One company that is leading the API-based payments is Square Inc. Square’s payment APIs allow any computer to turn into a virtual PoS terminal. Square’s API acts as the third-party entity that allows a merchant to create a customized payments interface for their website, as well as use prebuilt web forms for accepting payments.
Privacy also offers a card-issuing API that allows companies to issue cards for varied use-case scenarios, such as for employees of advertising agencies, with a preset spending limit; for financial services companies, which can further issue these cards to their customers; and to SaaS companies, which can use these virtual cards for their borrowing needs. Privacy’s easy onboarding process and quick integrations allows businesses to issue cards for their specific needs within hours. The company also offers simple and transparent pricing options to make the process of card-issuing easier.
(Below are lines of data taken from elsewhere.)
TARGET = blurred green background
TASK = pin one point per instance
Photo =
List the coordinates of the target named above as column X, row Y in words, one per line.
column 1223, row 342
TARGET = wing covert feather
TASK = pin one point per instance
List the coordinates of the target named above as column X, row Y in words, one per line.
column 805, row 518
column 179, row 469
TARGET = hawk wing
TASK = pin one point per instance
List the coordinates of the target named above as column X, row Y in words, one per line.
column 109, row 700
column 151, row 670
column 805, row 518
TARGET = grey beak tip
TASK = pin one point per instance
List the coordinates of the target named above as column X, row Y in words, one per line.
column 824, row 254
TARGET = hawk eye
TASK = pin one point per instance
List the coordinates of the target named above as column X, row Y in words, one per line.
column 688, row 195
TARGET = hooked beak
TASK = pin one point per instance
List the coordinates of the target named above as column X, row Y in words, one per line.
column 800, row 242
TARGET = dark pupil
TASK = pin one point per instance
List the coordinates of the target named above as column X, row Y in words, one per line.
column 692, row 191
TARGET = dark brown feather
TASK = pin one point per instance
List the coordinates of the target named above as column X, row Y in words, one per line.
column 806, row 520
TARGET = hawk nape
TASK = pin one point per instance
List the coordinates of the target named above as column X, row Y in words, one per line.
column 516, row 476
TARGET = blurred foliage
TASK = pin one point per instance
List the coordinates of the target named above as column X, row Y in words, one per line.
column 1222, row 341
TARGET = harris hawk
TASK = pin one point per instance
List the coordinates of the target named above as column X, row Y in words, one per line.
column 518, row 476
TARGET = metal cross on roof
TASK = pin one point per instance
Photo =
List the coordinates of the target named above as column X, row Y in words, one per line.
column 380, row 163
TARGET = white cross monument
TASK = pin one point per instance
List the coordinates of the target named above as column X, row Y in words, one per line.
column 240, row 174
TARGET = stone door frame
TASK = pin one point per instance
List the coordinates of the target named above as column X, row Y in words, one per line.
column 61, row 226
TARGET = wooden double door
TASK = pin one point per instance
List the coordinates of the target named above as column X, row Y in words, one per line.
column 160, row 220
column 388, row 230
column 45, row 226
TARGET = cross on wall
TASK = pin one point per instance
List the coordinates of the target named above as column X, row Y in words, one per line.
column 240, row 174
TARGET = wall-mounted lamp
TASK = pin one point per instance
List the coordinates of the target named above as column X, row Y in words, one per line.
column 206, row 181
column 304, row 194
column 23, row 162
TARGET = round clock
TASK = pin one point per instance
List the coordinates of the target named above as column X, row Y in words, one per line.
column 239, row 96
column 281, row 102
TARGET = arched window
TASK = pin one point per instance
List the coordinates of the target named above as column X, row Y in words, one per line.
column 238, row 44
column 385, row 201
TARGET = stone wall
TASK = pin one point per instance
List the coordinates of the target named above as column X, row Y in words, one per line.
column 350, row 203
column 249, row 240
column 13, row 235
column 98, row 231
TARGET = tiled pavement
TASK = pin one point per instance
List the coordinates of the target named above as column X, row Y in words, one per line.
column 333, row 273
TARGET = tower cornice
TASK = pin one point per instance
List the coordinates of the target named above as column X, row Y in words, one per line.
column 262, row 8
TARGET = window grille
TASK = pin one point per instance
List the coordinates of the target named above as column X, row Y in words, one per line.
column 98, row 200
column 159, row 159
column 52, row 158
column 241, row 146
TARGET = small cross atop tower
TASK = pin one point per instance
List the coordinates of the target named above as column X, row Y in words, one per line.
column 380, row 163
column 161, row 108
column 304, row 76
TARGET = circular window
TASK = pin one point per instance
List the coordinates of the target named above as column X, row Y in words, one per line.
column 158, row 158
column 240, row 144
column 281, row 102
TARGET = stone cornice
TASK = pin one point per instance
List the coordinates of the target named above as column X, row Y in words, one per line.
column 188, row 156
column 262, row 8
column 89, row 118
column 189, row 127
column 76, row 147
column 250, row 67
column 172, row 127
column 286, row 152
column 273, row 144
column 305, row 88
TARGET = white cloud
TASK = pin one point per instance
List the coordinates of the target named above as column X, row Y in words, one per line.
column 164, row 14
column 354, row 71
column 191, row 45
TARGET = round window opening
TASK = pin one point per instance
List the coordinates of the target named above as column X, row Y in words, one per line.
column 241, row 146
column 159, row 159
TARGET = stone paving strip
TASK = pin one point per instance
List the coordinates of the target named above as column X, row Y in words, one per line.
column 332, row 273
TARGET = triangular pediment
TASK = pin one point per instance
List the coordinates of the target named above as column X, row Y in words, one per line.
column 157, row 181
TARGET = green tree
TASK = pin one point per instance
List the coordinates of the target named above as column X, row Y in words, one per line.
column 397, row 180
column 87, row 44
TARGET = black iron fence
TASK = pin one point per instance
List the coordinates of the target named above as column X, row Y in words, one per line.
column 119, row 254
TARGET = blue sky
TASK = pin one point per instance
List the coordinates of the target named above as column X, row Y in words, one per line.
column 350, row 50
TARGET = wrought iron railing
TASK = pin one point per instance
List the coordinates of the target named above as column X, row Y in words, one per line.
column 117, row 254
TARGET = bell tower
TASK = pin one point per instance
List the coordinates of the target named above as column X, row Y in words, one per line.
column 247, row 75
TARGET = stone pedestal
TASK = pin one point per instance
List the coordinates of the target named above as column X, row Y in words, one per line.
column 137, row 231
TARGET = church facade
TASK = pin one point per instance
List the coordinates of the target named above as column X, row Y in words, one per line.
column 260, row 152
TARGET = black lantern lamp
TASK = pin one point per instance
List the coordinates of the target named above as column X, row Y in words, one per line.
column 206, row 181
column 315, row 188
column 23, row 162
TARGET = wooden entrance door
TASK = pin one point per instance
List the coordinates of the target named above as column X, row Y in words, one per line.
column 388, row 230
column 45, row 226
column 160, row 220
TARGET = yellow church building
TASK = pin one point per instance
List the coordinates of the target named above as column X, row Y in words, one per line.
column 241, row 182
Fiserv Inc. in 2019 introduced APIs that smoothed out the process of paying bills through banks. The APIs make the bill payment process more efficient by automating tasks such as establishing the connection between a biller and a payee and logging payment entries. The API provides capabilities such as sending reminders for bill payments to a customer and sending out alerts when a customer’s bill payment is debited from their account.
Technology continues to make payments more efficient
By 2025, 67% of global transactions are estimated to be done digitally, up from their 57% estimate prior to the COVID-19 pandemic, according to Bain & Co. Even as other sectors saw a downturn in consumer demand, owing to global lockdowns, an increase in online shopping and payments boosted demand in the payments industry.
This boom in digital payments will also be accompanied by faster technological advancements. The magstripe ruled card payments for nearly five decades and was replaced by tap-and-pay in only 10 years.
While the continued use of APIs and NFC tech is expected to bring more transparency and efficiency to online payments, artificial intelligence (AI)-powered voice assistants with voice-recognition features are expected to enable payments. AI-powered biometric cameras, such as Amazon’s Deeplens, are also being used to check out grocery items and pay through the AmazonGo app at the online retailing giant’s cashier-less grocery stores in the United States.
Blockchain, on the other hand, is helping to reduce risk by tokenization of transactions, as well as leveraging data to monitor payments clearances and reduce fraud.
With fast-moving technologies such as AI and blockchain making their way into payments, the future set of innovations are expected to yield faster changes to how people make payments.